According to the photoelectric packaging structure provided by the embodiment of the application, the electric signal of the electric integrated chip 20 can be transmitted to the vertical cavity surface emitting laser 301 in the first optical integrated chip 30 on the surface of the first substrate 10 by arranging the conductive unit 50, and the layering transmission of the optical signal and the electric signal can be realized by arranging the second conductive subunit 502 in the first through hole 302 of the first optical integrated chip 30, so that the interference between the signals is avoided, and the transmission efficiency of the signals is improved.

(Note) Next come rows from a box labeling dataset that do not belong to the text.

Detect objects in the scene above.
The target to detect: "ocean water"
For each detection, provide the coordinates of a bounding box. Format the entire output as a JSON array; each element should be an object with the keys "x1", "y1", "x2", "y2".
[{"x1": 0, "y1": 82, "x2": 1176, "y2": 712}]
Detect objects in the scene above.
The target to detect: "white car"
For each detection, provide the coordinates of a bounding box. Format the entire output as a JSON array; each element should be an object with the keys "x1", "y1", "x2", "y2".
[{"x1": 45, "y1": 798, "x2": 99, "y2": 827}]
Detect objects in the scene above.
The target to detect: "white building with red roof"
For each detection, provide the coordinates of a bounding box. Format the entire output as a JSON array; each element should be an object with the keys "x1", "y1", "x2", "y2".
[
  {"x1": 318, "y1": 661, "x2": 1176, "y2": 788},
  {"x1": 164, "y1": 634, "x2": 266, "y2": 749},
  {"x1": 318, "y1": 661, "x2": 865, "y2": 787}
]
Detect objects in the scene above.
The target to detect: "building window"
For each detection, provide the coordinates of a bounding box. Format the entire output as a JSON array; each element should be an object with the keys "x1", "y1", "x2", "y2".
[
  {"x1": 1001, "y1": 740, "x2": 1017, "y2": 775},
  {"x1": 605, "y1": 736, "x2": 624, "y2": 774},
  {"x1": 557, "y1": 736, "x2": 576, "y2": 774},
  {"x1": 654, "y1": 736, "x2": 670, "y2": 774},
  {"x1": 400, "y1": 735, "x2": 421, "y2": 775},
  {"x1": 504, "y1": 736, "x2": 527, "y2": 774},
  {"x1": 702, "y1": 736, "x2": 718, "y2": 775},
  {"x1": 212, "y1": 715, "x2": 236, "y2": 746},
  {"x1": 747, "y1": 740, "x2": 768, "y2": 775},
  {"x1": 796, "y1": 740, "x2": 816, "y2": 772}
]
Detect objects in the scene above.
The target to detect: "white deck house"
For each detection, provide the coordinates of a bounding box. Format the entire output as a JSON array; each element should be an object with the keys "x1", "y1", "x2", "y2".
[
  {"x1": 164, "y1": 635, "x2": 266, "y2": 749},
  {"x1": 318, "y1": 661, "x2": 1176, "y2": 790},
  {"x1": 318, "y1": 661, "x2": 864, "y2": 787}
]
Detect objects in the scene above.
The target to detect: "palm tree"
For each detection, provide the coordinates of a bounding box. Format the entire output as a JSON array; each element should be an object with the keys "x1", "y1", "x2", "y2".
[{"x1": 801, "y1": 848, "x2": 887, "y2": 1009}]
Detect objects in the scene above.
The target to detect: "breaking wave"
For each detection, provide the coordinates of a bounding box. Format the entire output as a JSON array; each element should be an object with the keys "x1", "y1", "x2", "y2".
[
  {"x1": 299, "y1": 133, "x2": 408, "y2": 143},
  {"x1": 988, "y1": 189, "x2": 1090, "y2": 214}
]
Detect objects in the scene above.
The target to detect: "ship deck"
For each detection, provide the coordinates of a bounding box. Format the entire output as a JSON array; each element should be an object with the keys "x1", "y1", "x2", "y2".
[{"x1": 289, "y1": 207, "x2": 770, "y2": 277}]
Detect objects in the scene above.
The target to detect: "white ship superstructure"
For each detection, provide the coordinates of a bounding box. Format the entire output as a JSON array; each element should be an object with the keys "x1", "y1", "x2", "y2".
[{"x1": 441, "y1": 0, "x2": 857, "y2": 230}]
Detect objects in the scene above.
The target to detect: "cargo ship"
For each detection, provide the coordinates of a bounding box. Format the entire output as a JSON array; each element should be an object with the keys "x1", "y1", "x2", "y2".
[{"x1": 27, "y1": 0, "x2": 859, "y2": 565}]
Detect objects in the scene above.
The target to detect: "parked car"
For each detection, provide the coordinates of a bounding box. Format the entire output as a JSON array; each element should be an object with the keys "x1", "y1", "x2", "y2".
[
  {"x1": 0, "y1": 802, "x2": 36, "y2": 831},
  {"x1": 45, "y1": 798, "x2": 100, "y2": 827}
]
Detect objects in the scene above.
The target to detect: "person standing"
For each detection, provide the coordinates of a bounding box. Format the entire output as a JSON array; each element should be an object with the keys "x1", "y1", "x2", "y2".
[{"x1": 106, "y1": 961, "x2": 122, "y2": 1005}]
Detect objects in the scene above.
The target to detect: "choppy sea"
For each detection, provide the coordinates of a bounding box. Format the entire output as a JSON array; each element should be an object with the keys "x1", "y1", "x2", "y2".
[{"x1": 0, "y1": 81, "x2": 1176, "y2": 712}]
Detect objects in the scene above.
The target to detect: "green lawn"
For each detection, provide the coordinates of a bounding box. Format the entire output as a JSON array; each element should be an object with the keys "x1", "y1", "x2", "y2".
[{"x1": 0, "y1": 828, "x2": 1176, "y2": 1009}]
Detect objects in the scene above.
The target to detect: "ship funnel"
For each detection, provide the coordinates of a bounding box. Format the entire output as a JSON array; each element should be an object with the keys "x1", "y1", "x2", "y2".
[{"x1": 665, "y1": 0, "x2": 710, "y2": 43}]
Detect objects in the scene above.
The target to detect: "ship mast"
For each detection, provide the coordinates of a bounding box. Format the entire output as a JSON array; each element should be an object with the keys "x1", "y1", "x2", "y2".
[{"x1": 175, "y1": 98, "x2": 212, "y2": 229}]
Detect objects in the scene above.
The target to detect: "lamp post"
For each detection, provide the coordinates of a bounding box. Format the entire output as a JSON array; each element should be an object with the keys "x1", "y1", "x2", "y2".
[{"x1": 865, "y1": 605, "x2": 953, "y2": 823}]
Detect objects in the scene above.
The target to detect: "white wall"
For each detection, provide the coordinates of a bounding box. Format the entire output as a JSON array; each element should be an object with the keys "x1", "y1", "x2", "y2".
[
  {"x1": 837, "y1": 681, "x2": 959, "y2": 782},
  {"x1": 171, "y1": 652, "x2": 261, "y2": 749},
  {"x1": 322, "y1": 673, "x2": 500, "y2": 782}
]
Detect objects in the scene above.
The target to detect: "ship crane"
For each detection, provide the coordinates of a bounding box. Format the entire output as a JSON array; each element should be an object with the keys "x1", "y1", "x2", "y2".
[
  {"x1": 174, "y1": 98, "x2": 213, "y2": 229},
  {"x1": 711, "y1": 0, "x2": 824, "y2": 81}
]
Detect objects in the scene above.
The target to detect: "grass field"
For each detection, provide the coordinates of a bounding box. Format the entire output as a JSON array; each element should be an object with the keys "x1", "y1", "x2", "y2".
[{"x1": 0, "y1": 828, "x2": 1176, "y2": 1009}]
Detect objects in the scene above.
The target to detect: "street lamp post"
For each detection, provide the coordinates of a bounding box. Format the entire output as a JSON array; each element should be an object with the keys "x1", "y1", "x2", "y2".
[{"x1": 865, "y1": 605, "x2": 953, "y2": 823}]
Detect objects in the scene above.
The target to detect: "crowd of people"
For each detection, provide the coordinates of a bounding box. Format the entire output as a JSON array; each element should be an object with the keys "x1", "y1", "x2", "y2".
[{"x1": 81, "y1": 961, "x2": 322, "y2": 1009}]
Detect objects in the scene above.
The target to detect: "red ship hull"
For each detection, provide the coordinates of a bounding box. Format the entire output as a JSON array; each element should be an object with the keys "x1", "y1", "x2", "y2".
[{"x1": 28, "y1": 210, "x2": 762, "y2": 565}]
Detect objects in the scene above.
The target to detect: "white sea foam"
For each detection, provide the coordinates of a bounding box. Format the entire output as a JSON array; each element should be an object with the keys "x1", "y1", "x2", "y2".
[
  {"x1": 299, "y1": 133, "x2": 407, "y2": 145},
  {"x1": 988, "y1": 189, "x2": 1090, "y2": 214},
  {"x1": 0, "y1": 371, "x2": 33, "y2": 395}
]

In some embodiments, referring to FIGS. 3 and 4, a second optical integrated chip 60 may also be included. The second optical integrated chip 60 includes a plurality of photodetectors 601 distributed in a matrix, the photodetectors 601 circumferentially surround the integrated chip 20, and the photodetectors 601 are located between the integrated chip 20 and the vertical cavity surface emitting laser 301, and the photodetectors 601 include light entrance portions 6011 located near the surface of the first substrate 10.

Illustratively, the second optical integrated chip 60 may include, but is not limited to, a silicon substrate chip. It will be appreciated that the second optical integrated chip 60 may include a transimpedance amplifier 70 (TRANSIMPEDANCE AMPLIFIER, TIA), and the TIA may convert the photocurrent signal output by the photodetector 601 into a voltage signal, and transmit the voltage signal to the electrical integrated chip 20 through the conductive unit 50.

The photodetector 601 may include, but is not limited to, a photodiode, although in other embodiments the photodetector 601 may be other electrical devices that convert optical signals into electrical signals. The light inlet portion 6011 of the photo detector 601 is located near the surface of the first substrate 10, it can be understood that the optical signal on the surface of the first substrate 10 can be incident to the photo detector 601 through the light inlet portion 6011 of the photo detector 601, and further the optical signal is converted into an electrical signal by the photo detector 601 and transmitted to the electrical integrated chip 20, so as to realize signal conversion and transmission.

In the photoelectric packaging structure in the embodiment of the application, by arranging the photoelectric detector 601, the optical signal can be converted into the electric signal, so that the received photoelectric signal is converted into the electric signal and transmitted to the electric integrated chip 20, and data transmission between the electric integrated chip 20 and other devices is completed. And the light inlet portion 6011 of the photodetector 601 is disposed close to one side surface of the first substrate 10, so that the optical signal can be received through the surface of the first substrate 10, and then the heat can be dissipated above the electric integrated chip 20 and the second optical integrated chip 60, so that the heat dissipation space and efficiency are improved, the working temperature of the electric integrated chip 20 is reduced, and the reliability of the photoelectric packaging structure is improved.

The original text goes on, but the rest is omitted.